In our previous post, we began discussing estate taxes in New Jersey, putting a special emphasis on New Jersey’s inheritance tax.
Tax planning is a large component of estate planning. In establishing an estate plan, it is important for residents of New Jersey to be aware of the inheritance tax, and to figure it into their planning.
To take the example of a single woman who wishes to leave a portion of her wealth to her nieces and nephews. Under New Jersey’s inheritance tax, a niece or nephew receiving over $500 will a have to pay 15 percent on the first $700,000 of the bequest and 16 percent of the excess amount.
One thing such a person can do is take advantage of lifetime gifting, as New Jersey’s inheritance tax doesn’t apply to gifts made more than three years prior to death. Lifetime gifts will also cut down on the amount of federal estate tax due on the estate.

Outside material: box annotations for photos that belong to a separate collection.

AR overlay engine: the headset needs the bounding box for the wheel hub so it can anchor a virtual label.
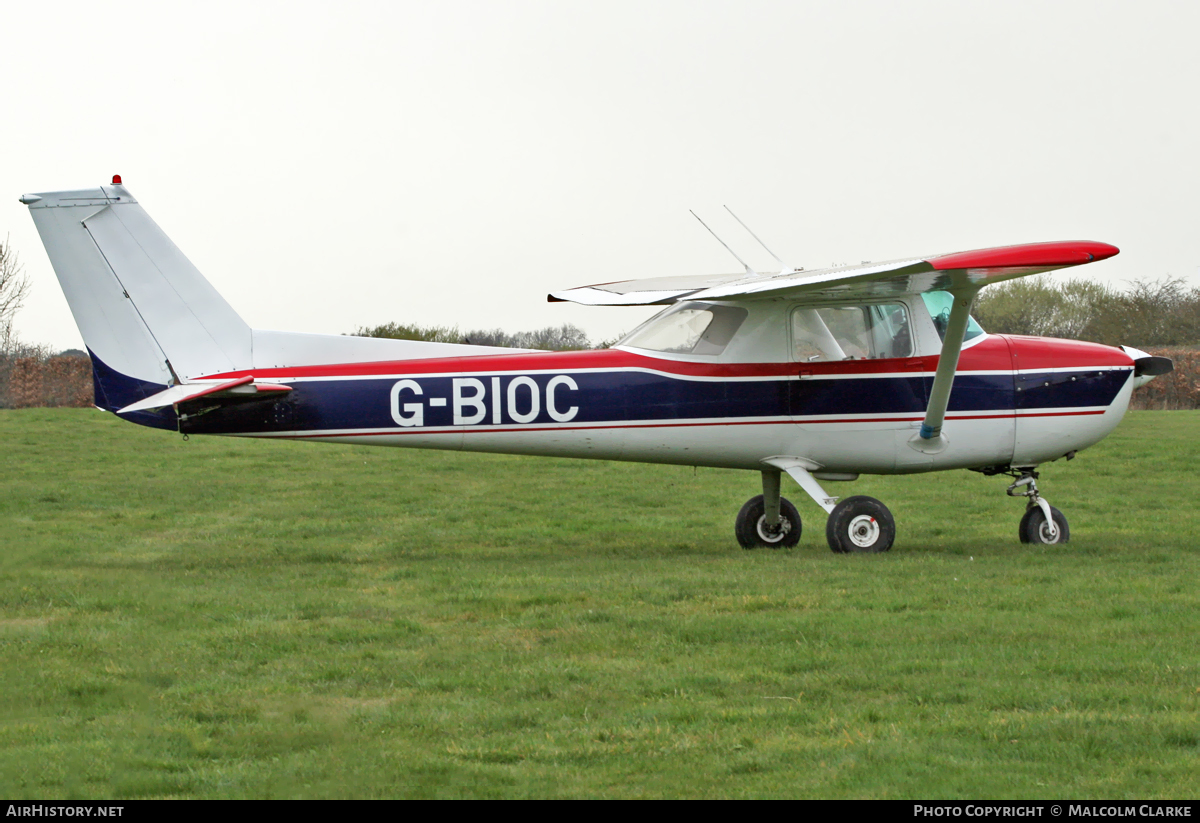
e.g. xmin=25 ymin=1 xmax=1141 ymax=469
xmin=850 ymin=515 xmax=880 ymax=548
xmin=1038 ymin=519 xmax=1062 ymax=543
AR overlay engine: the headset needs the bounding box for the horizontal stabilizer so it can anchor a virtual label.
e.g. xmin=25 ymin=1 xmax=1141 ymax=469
xmin=118 ymin=374 xmax=292 ymax=414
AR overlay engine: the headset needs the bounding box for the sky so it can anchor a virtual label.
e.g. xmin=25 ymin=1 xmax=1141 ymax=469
xmin=0 ymin=0 xmax=1200 ymax=349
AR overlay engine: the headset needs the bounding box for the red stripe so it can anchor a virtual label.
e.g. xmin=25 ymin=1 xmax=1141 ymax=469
xmin=929 ymin=240 xmax=1121 ymax=271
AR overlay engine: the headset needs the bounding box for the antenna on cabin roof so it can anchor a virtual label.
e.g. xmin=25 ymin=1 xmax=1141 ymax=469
xmin=721 ymin=206 xmax=804 ymax=272
xmin=688 ymin=209 xmax=758 ymax=277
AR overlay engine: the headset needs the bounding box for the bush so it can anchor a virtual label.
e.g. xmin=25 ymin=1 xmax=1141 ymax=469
xmin=0 ymin=346 xmax=94 ymax=409
xmin=354 ymin=323 xmax=607 ymax=352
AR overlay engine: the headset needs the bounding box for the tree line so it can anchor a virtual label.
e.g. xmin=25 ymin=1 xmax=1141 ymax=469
xmin=972 ymin=275 xmax=1200 ymax=349
xmin=352 ymin=323 xmax=617 ymax=352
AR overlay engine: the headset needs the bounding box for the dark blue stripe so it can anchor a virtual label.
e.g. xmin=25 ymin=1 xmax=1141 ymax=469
xmin=174 ymin=371 xmax=1128 ymax=433
xmin=88 ymin=349 xmax=178 ymax=431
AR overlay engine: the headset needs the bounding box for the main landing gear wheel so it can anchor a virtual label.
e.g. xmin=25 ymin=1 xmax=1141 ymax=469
xmin=1020 ymin=505 xmax=1070 ymax=546
xmin=733 ymin=494 xmax=800 ymax=548
xmin=826 ymin=494 xmax=896 ymax=554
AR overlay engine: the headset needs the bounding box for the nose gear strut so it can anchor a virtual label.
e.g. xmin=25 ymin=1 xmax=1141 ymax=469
xmin=1006 ymin=468 xmax=1070 ymax=543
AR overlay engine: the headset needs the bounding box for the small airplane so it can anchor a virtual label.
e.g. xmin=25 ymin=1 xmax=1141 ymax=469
xmin=20 ymin=175 xmax=1172 ymax=552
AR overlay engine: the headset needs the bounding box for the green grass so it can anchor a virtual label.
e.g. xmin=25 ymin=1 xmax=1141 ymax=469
xmin=0 ymin=410 xmax=1200 ymax=799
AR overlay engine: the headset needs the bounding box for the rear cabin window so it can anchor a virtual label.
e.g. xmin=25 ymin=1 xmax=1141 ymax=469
xmin=617 ymin=302 xmax=748 ymax=355
xmin=920 ymin=292 xmax=984 ymax=343
xmin=792 ymin=304 xmax=912 ymax=362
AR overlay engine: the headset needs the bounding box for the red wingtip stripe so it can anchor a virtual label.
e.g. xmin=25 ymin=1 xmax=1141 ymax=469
xmin=929 ymin=240 xmax=1121 ymax=271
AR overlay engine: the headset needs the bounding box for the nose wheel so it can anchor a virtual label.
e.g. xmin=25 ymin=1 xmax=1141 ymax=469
xmin=1008 ymin=469 xmax=1070 ymax=546
xmin=826 ymin=494 xmax=896 ymax=554
xmin=733 ymin=494 xmax=800 ymax=549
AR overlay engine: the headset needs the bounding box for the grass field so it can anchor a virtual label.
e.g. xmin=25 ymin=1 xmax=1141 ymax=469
xmin=0 ymin=409 xmax=1200 ymax=799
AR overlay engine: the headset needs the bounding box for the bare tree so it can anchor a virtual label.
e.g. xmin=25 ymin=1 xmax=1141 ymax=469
xmin=0 ymin=236 xmax=29 ymax=352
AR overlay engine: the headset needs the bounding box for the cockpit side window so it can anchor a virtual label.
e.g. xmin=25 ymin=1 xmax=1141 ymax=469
xmin=792 ymin=304 xmax=912 ymax=362
xmin=617 ymin=302 xmax=749 ymax=356
xmin=920 ymin=292 xmax=984 ymax=343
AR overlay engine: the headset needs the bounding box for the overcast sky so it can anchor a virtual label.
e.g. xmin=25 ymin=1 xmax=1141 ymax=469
xmin=0 ymin=0 xmax=1200 ymax=348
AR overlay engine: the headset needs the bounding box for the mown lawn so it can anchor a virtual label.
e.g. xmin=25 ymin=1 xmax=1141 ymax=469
xmin=0 ymin=409 xmax=1200 ymax=799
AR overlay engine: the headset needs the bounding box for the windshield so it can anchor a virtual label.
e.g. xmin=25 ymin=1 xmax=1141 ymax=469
xmin=920 ymin=292 xmax=984 ymax=343
xmin=617 ymin=302 xmax=748 ymax=355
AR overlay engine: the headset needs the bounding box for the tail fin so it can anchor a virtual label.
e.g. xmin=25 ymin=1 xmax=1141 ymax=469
xmin=20 ymin=179 xmax=252 ymax=412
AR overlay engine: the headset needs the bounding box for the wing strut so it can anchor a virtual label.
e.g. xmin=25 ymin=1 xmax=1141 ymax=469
xmin=908 ymin=286 xmax=982 ymax=455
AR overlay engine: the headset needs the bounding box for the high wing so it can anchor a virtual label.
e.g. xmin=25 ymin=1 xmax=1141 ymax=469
xmin=548 ymin=240 xmax=1120 ymax=306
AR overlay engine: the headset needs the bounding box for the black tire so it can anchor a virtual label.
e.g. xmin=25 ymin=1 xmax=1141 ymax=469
xmin=733 ymin=494 xmax=803 ymax=549
xmin=1016 ymin=506 xmax=1038 ymax=543
xmin=1021 ymin=506 xmax=1070 ymax=546
xmin=826 ymin=494 xmax=896 ymax=554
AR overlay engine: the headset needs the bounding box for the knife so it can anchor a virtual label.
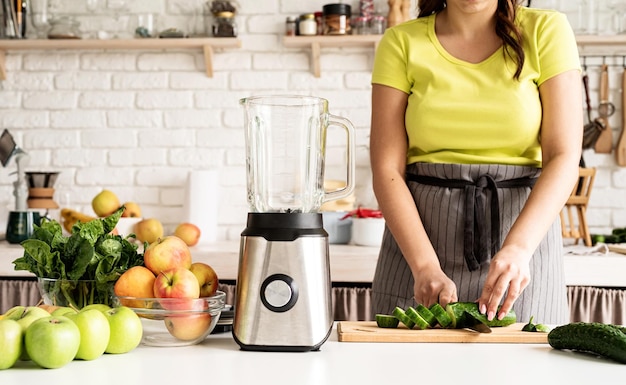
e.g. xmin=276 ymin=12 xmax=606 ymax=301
xmin=463 ymin=312 xmax=491 ymax=333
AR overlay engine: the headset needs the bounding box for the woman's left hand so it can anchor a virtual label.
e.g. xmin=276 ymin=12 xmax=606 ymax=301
xmin=478 ymin=246 xmax=532 ymax=320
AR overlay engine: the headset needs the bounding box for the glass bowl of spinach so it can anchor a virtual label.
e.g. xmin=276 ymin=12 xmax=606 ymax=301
xmin=13 ymin=206 xmax=145 ymax=309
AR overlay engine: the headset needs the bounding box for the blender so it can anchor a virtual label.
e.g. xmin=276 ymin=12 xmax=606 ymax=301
xmin=0 ymin=129 xmax=40 ymax=243
xmin=232 ymin=95 xmax=355 ymax=351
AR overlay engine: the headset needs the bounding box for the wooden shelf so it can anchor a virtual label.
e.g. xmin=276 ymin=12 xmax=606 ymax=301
xmin=283 ymin=34 xmax=626 ymax=77
xmin=0 ymin=38 xmax=241 ymax=80
xmin=283 ymin=35 xmax=382 ymax=78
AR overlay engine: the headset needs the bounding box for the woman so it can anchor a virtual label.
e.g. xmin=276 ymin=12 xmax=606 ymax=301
xmin=370 ymin=0 xmax=583 ymax=324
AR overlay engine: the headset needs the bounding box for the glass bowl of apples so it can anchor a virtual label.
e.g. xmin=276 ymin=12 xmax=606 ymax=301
xmin=114 ymin=290 xmax=226 ymax=347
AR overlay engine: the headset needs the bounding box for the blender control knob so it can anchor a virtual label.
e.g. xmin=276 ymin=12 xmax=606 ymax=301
xmin=261 ymin=274 xmax=298 ymax=313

One way to do this is to give each niece or nephew the full amount of the annual gift tax exclusion amount of $13,000 outright. That amount can be given each year to a separate beneficiary without reducing the lifetime federal gift tax exemption, which currently sits at $5 million. Such gifts could also be made to a separate trust for each beneficiary or a common trust that will be split between the beneficiaries.
One could also use a trust to hold life insurance designated to benefit nieces and nephews. In that case, the insurance premiums are paid with some or all of annual gifts. If properly set up more than three years prior to death, such trusts allow the proceeds of the life insurance policies to pass free of federal or state estate tax and New Jersey inheritance tax.
There are additional tax planning strategies that can be considered, but, as always, it is wise to consult an experienced estate planning attorney.